Small Hong Kong flat with a 600 sq ft terrace shows how to merge indoor and outdoor spaces
Clever details such as glass doors and internal windows have helped turn a poky flat into a light-filled apartment in which the spacious wraparound terrace becomes a natural extension of the interior
When Peggy Bels first visited this 450 sq ft apartment on Shelley Street, Central, she was underwhelmed. The flat, which she had been tasked with renovating, had been shoddily carved into two bedrooms, a living room and a poky kitchen, none of which capitalised on the striking city views and abundance of natural light. But one feature caught the French interior designer’s eye: the 600 sq ft wraparound terrace.
“The terrace is very important,” Bels says. “I wanted to make the terrace part of the flat, to treat it like an [extension of the] indoor area. I knew it could be special.”
So Bels set to work. She contacted the Buildings Department and found the flat had no internal structural walls, meaning she could reconfigure the space however she wanted.
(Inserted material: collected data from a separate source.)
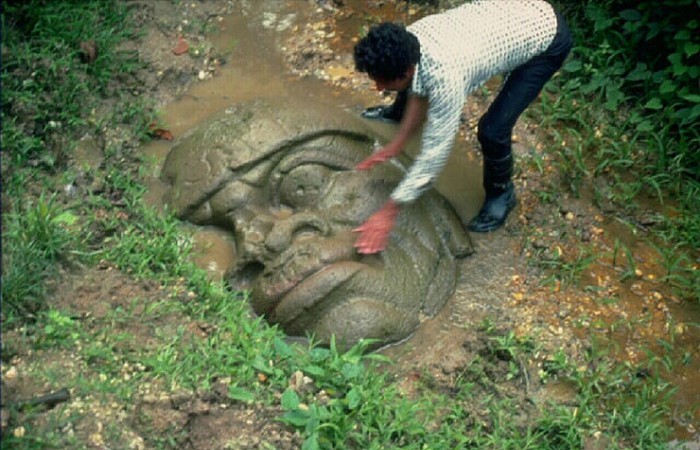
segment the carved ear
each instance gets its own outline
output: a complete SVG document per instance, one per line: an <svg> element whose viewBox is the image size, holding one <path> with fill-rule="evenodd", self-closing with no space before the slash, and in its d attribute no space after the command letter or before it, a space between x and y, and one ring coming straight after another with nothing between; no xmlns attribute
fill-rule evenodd
<svg viewBox="0 0 700 450"><path fill-rule="evenodd" d="M435 197L437 197L435 200L430 200L434 202L435 209L440 212L434 219L435 225L443 231L440 234L444 236L448 250L455 258L471 255L474 253L474 245L457 212L445 197L437 192L435 192Z"/></svg>

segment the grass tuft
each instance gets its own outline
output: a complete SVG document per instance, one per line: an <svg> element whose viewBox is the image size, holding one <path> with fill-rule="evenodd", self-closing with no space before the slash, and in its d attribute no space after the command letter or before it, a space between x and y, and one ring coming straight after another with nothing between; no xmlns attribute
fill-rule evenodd
<svg viewBox="0 0 700 450"><path fill-rule="evenodd" d="M45 306L44 282L76 246L74 216L41 196L3 214L2 301L7 319L30 319Z"/></svg>

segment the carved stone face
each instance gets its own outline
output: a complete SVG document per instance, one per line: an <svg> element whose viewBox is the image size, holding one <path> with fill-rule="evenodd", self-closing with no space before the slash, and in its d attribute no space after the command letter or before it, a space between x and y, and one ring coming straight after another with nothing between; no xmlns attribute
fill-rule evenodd
<svg viewBox="0 0 700 450"><path fill-rule="evenodd" d="M379 136L361 119L290 99L235 105L172 148L165 202L196 224L230 230L233 289L289 335L349 346L409 336L452 294L455 257L472 252L436 192L402 208L389 246L360 255L352 230L403 176L400 164L354 166Z"/></svg>

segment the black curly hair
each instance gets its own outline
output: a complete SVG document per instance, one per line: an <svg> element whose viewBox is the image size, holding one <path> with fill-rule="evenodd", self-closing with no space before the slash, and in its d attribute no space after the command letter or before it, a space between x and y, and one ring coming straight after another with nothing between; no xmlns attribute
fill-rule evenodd
<svg viewBox="0 0 700 450"><path fill-rule="evenodd" d="M420 60L418 38L402 25L384 22L370 28L354 51L355 69L370 78L393 81Z"/></svg>

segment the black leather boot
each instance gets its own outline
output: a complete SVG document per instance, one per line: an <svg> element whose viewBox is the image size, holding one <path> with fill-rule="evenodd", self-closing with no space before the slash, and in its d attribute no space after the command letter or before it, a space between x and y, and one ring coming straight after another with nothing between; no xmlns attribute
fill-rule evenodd
<svg viewBox="0 0 700 450"><path fill-rule="evenodd" d="M515 187L510 180L513 175L513 156L499 160L484 158L484 204L471 222L469 229L476 233L493 231L506 221L508 213L517 204Z"/></svg>
<svg viewBox="0 0 700 450"><path fill-rule="evenodd" d="M394 103L389 106L372 106L362 111L361 115L365 119L380 120L382 122L401 122L403 112L408 101L408 91L400 91L396 94Z"/></svg>

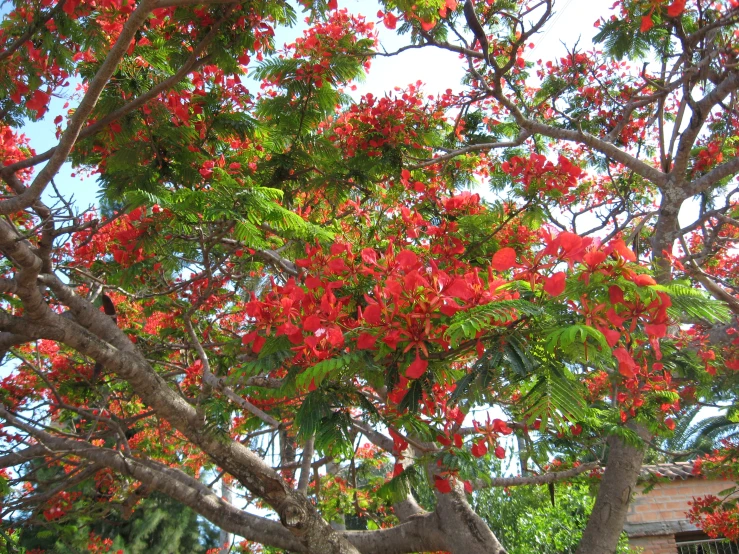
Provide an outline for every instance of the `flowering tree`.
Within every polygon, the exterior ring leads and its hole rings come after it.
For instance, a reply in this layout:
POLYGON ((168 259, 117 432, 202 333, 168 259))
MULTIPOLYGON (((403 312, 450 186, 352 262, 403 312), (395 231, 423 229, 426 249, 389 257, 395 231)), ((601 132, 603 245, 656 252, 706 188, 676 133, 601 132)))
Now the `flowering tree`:
POLYGON ((739 7, 622 0, 602 51, 531 63, 551 0, 302 4, 280 51, 285 2, 6 16, 4 519, 157 491, 294 552, 502 553, 467 495, 605 464, 579 551, 614 552, 646 446, 735 398, 739 7), (464 84, 352 102, 375 24, 464 84), (19 126, 53 96, 36 153, 19 126))

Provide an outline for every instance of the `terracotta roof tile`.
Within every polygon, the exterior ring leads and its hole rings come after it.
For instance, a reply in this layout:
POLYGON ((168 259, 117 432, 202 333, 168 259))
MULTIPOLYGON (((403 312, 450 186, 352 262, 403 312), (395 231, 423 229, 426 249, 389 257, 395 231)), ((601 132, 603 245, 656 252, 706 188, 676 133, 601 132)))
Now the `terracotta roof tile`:
POLYGON ((642 466, 639 472, 641 479, 650 477, 666 477, 668 479, 689 479, 696 477, 693 473, 693 462, 672 462, 668 464, 652 464, 642 466))

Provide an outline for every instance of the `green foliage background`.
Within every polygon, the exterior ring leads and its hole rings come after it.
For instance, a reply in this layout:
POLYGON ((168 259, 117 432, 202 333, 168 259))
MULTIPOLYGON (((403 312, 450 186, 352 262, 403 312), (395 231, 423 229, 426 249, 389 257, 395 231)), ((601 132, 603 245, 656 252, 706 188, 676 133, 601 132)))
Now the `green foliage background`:
MULTIPOLYGON (((475 495, 474 508, 508 554, 574 553, 595 503, 588 483, 494 488, 475 495)), ((633 554, 622 533, 616 554, 633 554)))

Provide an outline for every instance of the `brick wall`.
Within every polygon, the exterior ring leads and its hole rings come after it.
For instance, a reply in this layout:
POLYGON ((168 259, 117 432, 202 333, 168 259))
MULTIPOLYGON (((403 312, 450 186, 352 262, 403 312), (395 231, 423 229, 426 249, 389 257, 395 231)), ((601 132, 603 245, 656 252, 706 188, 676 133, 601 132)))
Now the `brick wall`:
POLYGON ((695 531, 685 513, 696 496, 717 494, 733 481, 701 478, 675 479, 659 483, 644 494, 638 492, 629 506, 625 531, 629 545, 643 548, 643 554, 676 554, 675 533, 695 531))
POLYGON ((717 494, 732 485, 732 481, 700 478, 659 483, 647 494, 635 495, 626 521, 638 524, 684 520, 693 497, 717 494))

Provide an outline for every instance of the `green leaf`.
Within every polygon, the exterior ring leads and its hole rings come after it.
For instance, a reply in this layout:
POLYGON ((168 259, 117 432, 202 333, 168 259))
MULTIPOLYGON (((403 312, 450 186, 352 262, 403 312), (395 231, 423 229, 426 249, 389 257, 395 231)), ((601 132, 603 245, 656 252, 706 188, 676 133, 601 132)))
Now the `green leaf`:
POLYGON ((603 430, 609 435, 614 435, 620 438, 625 444, 628 444, 629 446, 644 446, 644 441, 642 441, 641 437, 639 437, 636 432, 632 431, 628 427, 624 427, 623 425, 604 425, 603 430))
POLYGON ((406 467, 400 475, 396 475, 377 490, 377 495, 395 504, 405 500, 411 493, 411 489, 425 484, 423 474, 416 466, 406 467))
POLYGON ((566 367, 548 368, 532 389, 522 398, 526 420, 533 423, 541 419, 545 428, 548 419, 560 428, 568 422, 582 421, 587 417, 585 390, 566 367))
POLYGON ((405 393, 403 400, 398 404, 398 411, 403 413, 406 410, 410 412, 416 412, 418 407, 421 405, 423 399, 423 379, 416 379, 411 384, 408 392, 405 393))
POLYGON ((351 352, 318 362, 298 375, 295 381, 300 387, 307 387, 311 381, 318 387, 327 376, 336 376, 347 366, 365 363, 366 356, 362 352, 351 352))
MULTIPOLYGON (((587 345, 599 347, 600 352, 610 355, 611 347, 608 345, 606 337, 589 325, 568 325, 567 327, 558 327, 551 330, 545 337, 546 350, 553 354, 559 346, 565 353, 573 353, 573 347, 578 345, 587 345)), ((577 350, 579 352, 579 349, 577 350)))
POLYGON ((667 314, 675 321, 709 324, 731 321, 731 310, 725 303, 694 288, 687 281, 653 285, 651 288, 670 295, 672 306, 667 309, 667 314))
POLYGON ((321 420, 331 415, 331 408, 322 391, 308 393, 295 414, 298 435, 307 439, 316 434, 321 427, 321 420))
POLYGON ((455 314, 445 336, 454 347, 463 340, 475 338, 480 331, 486 331, 494 324, 500 325, 515 321, 523 316, 536 316, 541 313, 543 313, 542 309, 528 300, 491 302, 455 314))

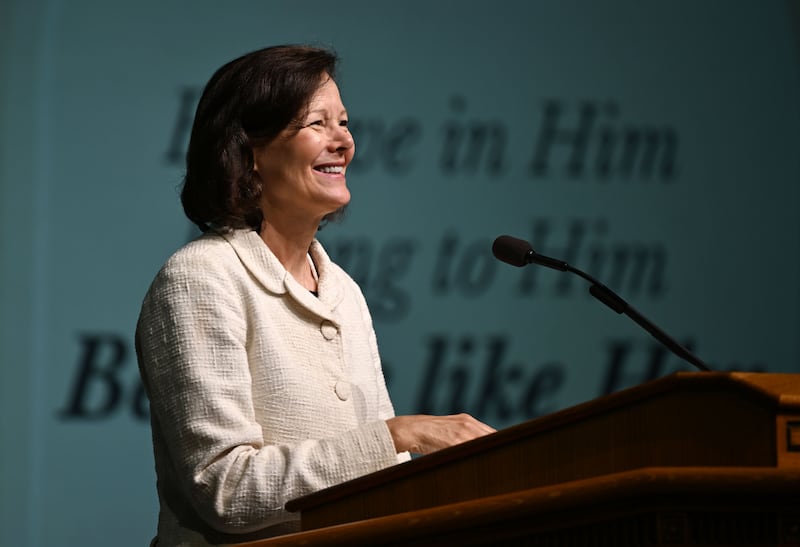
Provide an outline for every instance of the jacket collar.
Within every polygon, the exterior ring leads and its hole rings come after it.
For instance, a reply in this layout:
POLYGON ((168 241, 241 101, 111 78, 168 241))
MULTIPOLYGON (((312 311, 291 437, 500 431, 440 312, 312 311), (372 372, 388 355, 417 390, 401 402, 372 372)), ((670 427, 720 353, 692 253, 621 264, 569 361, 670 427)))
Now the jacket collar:
POLYGON ((289 294, 308 311, 339 324, 336 307, 344 298, 336 266, 316 239, 309 254, 319 276, 319 297, 295 280, 254 230, 233 230, 220 234, 233 247, 239 260, 263 287, 275 295, 289 294))

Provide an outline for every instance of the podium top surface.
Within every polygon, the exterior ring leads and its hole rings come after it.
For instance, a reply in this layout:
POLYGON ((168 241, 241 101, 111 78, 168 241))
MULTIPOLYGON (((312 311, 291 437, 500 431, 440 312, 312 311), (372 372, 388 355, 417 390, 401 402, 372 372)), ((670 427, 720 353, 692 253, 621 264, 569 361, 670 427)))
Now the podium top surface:
MULTIPOLYGON (((783 409, 800 409, 800 374, 766 372, 712 373, 730 382, 742 384, 747 389, 760 391, 774 404, 783 409)), ((702 376, 698 373, 679 372, 677 377, 702 376)))

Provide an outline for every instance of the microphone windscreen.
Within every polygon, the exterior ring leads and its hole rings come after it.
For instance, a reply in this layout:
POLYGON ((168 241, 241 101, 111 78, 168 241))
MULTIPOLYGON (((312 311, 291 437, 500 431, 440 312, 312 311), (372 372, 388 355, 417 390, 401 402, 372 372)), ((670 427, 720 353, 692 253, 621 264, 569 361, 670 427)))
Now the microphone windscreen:
POLYGON ((530 262, 528 257, 533 254, 533 246, 516 237, 500 236, 492 244, 492 254, 506 264, 522 267, 530 262))

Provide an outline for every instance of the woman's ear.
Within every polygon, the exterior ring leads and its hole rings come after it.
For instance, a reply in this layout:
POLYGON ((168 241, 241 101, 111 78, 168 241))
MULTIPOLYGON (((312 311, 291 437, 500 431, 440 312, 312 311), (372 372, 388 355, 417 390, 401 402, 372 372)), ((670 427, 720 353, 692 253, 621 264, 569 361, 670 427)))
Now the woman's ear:
POLYGON ((253 162, 253 173, 260 177, 258 174, 258 148, 252 145, 250 146, 250 159, 253 162))

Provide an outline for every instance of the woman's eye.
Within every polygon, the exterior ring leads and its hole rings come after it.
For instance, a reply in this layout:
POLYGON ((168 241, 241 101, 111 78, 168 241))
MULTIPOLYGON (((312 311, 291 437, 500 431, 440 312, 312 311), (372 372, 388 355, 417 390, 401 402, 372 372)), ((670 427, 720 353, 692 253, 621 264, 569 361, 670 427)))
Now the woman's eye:
POLYGON ((347 127, 347 123, 348 123, 348 120, 341 120, 339 122, 339 125, 342 126, 342 127, 347 127))
POLYGON ((313 122, 310 122, 308 125, 322 125, 322 120, 314 120, 313 122))

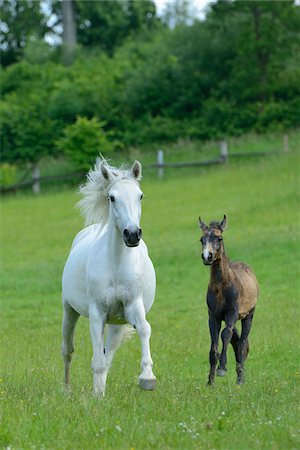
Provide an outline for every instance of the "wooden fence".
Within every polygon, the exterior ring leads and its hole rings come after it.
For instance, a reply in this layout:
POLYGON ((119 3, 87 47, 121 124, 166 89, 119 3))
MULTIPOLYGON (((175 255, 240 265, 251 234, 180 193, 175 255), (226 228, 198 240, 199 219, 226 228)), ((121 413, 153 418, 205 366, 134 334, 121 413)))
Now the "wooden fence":
MULTIPOLYGON (((288 135, 284 135, 283 138, 283 151, 289 151, 288 135)), ((271 156, 280 153, 279 151, 268 151, 268 152, 229 152, 227 141, 220 142, 220 153, 219 156, 214 159, 209 159, 206 161, 187 161, 187 162, 166 162, 164 158, 163 150, 158 150, 157 160, 154 164, 144 164, 145 169, 157 169, 158 178, 163 178, 164 171, 166 168, 180 168, 180 167, 197 167, 197 166, 211 166, 216 164, 226 164, 230 158, 240 158, 240 157, 257 157, 257 156, 271 156)), ((50 175, 50 176, 40 176, 40 170, 38 166, 35 166, 32 170, 32 176, 30 179, 21 181, 19 183, 10 186, 0 186, 0 193, 4 194, 7 192, 16 192, 19 189, 28 188, 31 186, 32 192, 38 194, 41 191, 41 183, 55 182, 55 181, 65 181, 65 180, 75 180, 84 179, 84 172, 72 172, 63 175, 50 175)))

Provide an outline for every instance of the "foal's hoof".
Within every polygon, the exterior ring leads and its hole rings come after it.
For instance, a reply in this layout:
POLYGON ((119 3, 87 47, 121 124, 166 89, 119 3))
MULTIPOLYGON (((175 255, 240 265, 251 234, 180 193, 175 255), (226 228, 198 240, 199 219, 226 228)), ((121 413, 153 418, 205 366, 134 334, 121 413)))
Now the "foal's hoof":
POLYGON ((63 387, 62 387, 62 393, 66 396, 66 397, 71 397, 72 395, 72 389, 70 384, 66 384, 64 383, 63 387))
POLYGON ((225 377, 226 375, 226 369, 218 369, 217 370, 218 377, 225 377))
POLYGON ((156 380, 143 380, 139 378, 139 387, 145 391, 154 391, 156 389, 156 380))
The owner, an expat for whom Bels had designed another apartment six years earlier, gave her “carte blanche”.
“I removed every wall,” Bels says. “We then started from scratch. Plumbing, electricity, walls, floor, windows – everything’s new. It was a full renovation.”
Merging the indoor and outdoor spaces meant fitting floor-to-ceiling glass doors that slide away to open the living room to the elements.
“The inside and outside are now like one place, the sofas [on the terrace] become like an extension of the inside,” Bels says. “It also makes the living room look much bigger.”